The other reference to “realness” that came to mind (apart from Pinocchio), was Jennie Livingston’s documentary Paris is Burning. Set in New York in the late 1980s, the film explores the world of underground drag-ball culture. At these balls, gay men and trans* folk (of predominately African American and Hispanic backgrounds), would compete performing various categories of “drag”. Several categories necessitated the effective portrayal of “realness”– for example, Butch-Queen realness was judged on whether the competitor could pass as a heterosexual in the sub-categories of executive, thug, pretty boy, etc. Below is a clip from the film about realness:
For the participants in drag balls, demonstrating realness was a way of showing your potential, if boundaries such as race, class and gender didn’t exist. However in Bodies that Matter, Judith Butler discusses the way in which doing realness creates the boundaries of realness itself- the rules of realness are reinforced. Butler teaches us that getting real is tricky business.
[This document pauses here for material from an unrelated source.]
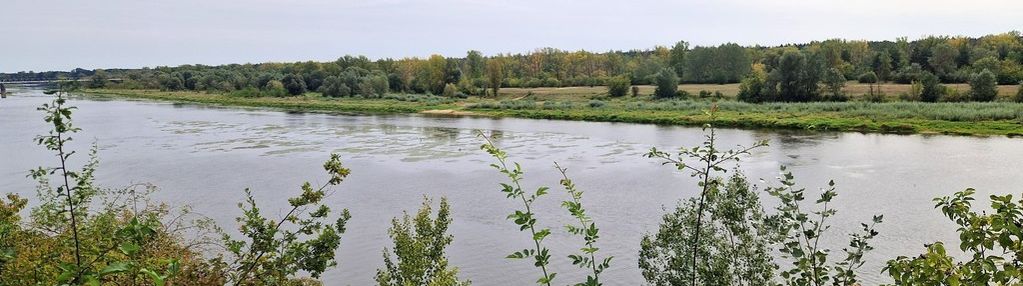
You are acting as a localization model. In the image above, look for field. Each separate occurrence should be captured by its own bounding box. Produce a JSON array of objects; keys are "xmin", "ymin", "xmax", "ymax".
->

Aside from the drag-ball scene, the realness issue seems pervasive across so many experiences of sexuality and gender. As discussed previously, it’s easy to find oneself in a situation or community where you feel that you don’t meet the “criteria” for acceptance. The trans* community is very often subjected to the rules of realness, as this piece by Tobi Hill-Meyer reminds us (e.g. “you’re not a real transsexual woman if you don’t wear dresses and skirts all the time“).
But back to Velveteen. I think we can take a lot away from this story on the subject of the real. When the rabbit encounters some “real” forest bunnies, they mock the toy for having no legs (“fancy a rabbit without hind legs!”). And while the fairy at the end assures the velveteen rabbit that for the young boy the rabbit was 100% real, she still changes the rabbit and says, “now you shall be real to everyone”. Despite this ending, when the forest bunnies tease earlier in the story, the velveteen rabbit exclaims, “I know I am Real!”. Maybe then, this little rabbit really does teach us that it’s what’s in our hearts that makes us real- despite what we look like, or what the haters say. And when the fairy transforms the rabbit into a real forest dweller (though she may be reinforcing what it means to be a real bunny), we know that actually, the velveteen rabbit was real all along.